The emergency technicians had come and taken her child away. They’d also been unable to revive her. In the end, they’d attributed her death to sudden infant death syndrome. Which Kat knew meant they didn’t know how she died or what caused it.

She just died.

Kat had started to spiral down then, descending deep into her mind. By the time of the funeral, only two weeks after her daughter had passed away, Kat had lost it. She’d kept the façade up for a while. No one could tell what was going on beneath the surface.

Finally, she couldn’t keep her tenuous grip on sanity anymore. She slipped entirely, and Mark came home one day to find her sitting in the bath tub. The water was frigid and a brand new bottle of Tylenol lay open beside her. Every pill in that fifty count bottle was gone.

He had asked her what she was doing.

“I’m tired of seeing her face everywhere, Mark. When I look at you, I see her. When I look at the kids, I see her. There’s a memory for her everywhere. I can’t take it anymore. It weighs down on me. I feel like I’m being crushed under her memories, my memories of her.”

“Kat, don’t do this. You still have time. I can take you to the hospital and you’ll be okay.”

“No Mark. I want this. I can’t stand to be here anymore.”

Mark had stood up then. He was hurt and he was angry.

“Do you think you’re the only one in pain? How dare you presume that your grief is worth more than mine, or the kids’ or the rest of our family’s! Everyone is hurting right now. You’re not the only one. You’re just being a selfish bitch.”

Kat had jerked her head around and looked at him then.

“That’s right. You are being a selfish bitch. Did you think about the kids? What about when they come home and I have to tell them their mother loved their baby sister more than them? That they weren’t worth living for? Are they not worth living for? Don’t they deserve more?”

Kat looked down into the water. She clenched her hands, trying to focus. The medicine was finally really kicking in and she was sure she’d lose consciousness soon. She had to decide and she had to decide now.

“Mark, please, help me.”

Then everything faded away as she passed out.

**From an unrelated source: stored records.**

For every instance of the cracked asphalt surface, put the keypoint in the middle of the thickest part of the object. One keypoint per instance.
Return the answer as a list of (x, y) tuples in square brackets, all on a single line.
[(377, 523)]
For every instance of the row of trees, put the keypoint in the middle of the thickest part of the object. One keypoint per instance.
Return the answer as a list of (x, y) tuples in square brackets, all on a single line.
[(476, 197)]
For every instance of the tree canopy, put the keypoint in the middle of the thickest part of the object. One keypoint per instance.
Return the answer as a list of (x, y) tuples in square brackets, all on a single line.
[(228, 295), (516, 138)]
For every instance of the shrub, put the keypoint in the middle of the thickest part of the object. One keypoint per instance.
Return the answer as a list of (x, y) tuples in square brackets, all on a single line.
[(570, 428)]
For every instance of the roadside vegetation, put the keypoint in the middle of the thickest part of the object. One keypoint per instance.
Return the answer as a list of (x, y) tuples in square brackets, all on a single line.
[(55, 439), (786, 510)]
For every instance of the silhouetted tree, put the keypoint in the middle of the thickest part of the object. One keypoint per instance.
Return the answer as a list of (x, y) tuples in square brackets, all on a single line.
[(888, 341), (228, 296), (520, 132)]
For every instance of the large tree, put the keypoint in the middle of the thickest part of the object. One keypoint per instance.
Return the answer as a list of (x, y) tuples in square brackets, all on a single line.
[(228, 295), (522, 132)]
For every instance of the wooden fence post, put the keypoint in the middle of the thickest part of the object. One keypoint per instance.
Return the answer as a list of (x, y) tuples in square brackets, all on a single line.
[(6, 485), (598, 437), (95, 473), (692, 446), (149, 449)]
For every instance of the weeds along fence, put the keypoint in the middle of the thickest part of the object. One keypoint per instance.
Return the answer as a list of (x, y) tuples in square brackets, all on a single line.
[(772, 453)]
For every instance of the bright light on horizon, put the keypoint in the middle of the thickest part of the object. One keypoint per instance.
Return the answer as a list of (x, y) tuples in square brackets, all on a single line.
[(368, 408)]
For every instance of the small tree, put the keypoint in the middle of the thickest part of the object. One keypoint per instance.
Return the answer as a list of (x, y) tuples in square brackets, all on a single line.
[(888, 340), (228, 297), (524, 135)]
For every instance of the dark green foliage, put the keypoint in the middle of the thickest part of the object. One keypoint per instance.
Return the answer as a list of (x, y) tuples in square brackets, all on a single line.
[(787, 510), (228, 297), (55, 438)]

Later she’d been told that they were able to remove most of the medicine in her stomach. Luckily enough, she took Tylenol on a fairly regular basis for her bad headaches and had built up a tolerance. The medicine her body had consumed just left her knocked out for a while.

She’d admitted herself to a hospital and received the help she needed. She was there less than a month in the end. She was able to realize how important her living children meant to her, and that the loss of one didn’t negate the love she held for the others.

She went home and continued living her life. She went back to work and things fell into an acceptable routine. Everyone seemed satisfied.

But Kat had never really felt happy again, nor really sad or emotional at all. She was not withdrawing deliberately, or holding herself back. She’d just gone numb. Unable to function or feel, she followed her routine throughout the day and just held tight to the hope that one day she would feel again.

That day had come.  Finally.

While she did not truly feel like she’d triumphed over evil, she definitely felt vindicated.

She went about her day, running the errands that had to be taken care of such as paying bills and buying groceries. She even bought a box of cake mix to bake a cake for herself. In celebration of what she wasn’t sure. Could it be for making it through the night, fighting against her terror and a shadow monster? Or could it be for finally, really, coming to terms with her daughter’s death? She didn’t think she would ever really know for sure.

But either way, she’d enjoy the cake.